Zarejestruj się u nas lub też zaloguj, jeśli posiadasz już konto. 

Partnerzy: Budownictwo | Blog o pompach | Blog o pompach zatapialnych | centrumpomp.pl | e-artykuly.com |

Poprzedni temat :: Następny temat
Zakup ok.3tys - Toro / AL-KO a może coś innego ?
Autor Wiadomość
monker 

Dołączył: 10 Lip 2016
Posty: 5
Wysłany: 11 Lipiec 2016, 02:57   Zakup ok.3tys - Toro / AL-KO a może coś innego ?

Witam,
Regulamin przeczytany, nie znalazłem rozwiązania mojego 'problemu' w postach innych userów zatem piszę swój.
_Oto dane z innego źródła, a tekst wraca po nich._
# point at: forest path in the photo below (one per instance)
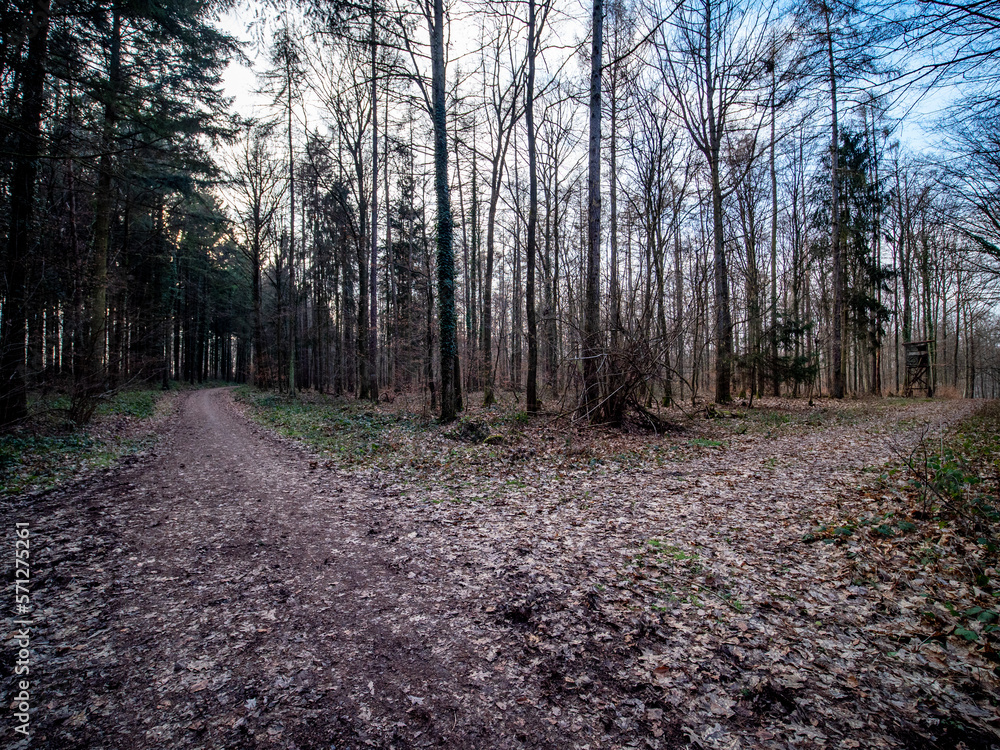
(230, 591)
(225, 593)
Szykuję się do zakupu na kolejny sezon pierwszej kosiarki tak więc zakup nie nagli. Wole wolniej, a lepiej niż szybko "na już".
Wolę sprzęt lepszy, bardziej jakościowy. Przeliczam zazwyczaj w długim terminie.
Wolę proste, konkretne i sprawdzone rozwiązania (nawet starsze) niż masę niepotrzebnych super funkcji, których nigdy nie wykorzystam.
Chciałbym kosiarkę z napędem (regulowanym).
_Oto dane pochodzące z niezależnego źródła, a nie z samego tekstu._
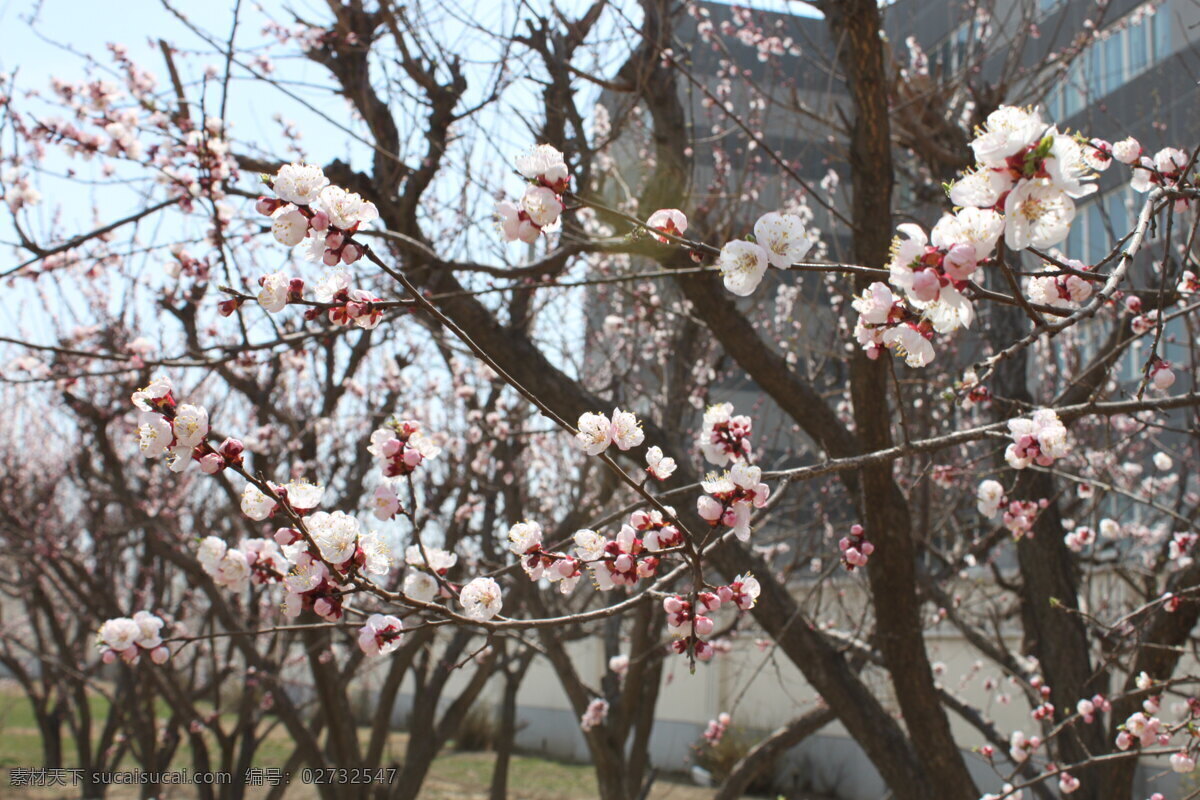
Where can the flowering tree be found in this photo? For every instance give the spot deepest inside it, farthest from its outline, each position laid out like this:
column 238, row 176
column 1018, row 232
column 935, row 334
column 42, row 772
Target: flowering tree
column 341, row 342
Obecnie koszę albo czymś z silnikiem B&S (3,5KM starej daty, pójdzie na generator bo wciąż jest OK) 46cm no-name bez napędu (Wszystko praktycznie już się popsuło oprócz silnika, łącznie z ... kołami) jakiego otrzymałem od teściów i aby działało musiałem sam sobie serwis zrobić LUB Partner P53-625 SDE (dobra szerokość, działa, straaaasznie wolno jeździ, napęd pewno do wymiany już, nie wnikam).

Teren:
ok. 800m2 z zastrzeżeniem że kosiarka będzie używana także w dwóch kolejnych areałach (ok. 800m2 każdy) więc zakładam ~1500m (uśredniając).
Teren w miarę równy, zdarzają się nachylenia w które uderzam nożem :) im więcej koszę tym mniej już tych nachyleń ;) Raczej mało manewrowania oprócz ostatnio posadzonych drzewek. W planach więcej krzewów/drzew, możliwe że małżonka będzie czasem kosiła.
Tereny mi znane, bez kamieni czy większych niespodzianek choć nie ukrywam, że czasem w coś przypieprzę - tak już mam że muszę mieć raczej solidny i toporny sprzęt bo przechodzi ze mną różne chrzty bojowe ;)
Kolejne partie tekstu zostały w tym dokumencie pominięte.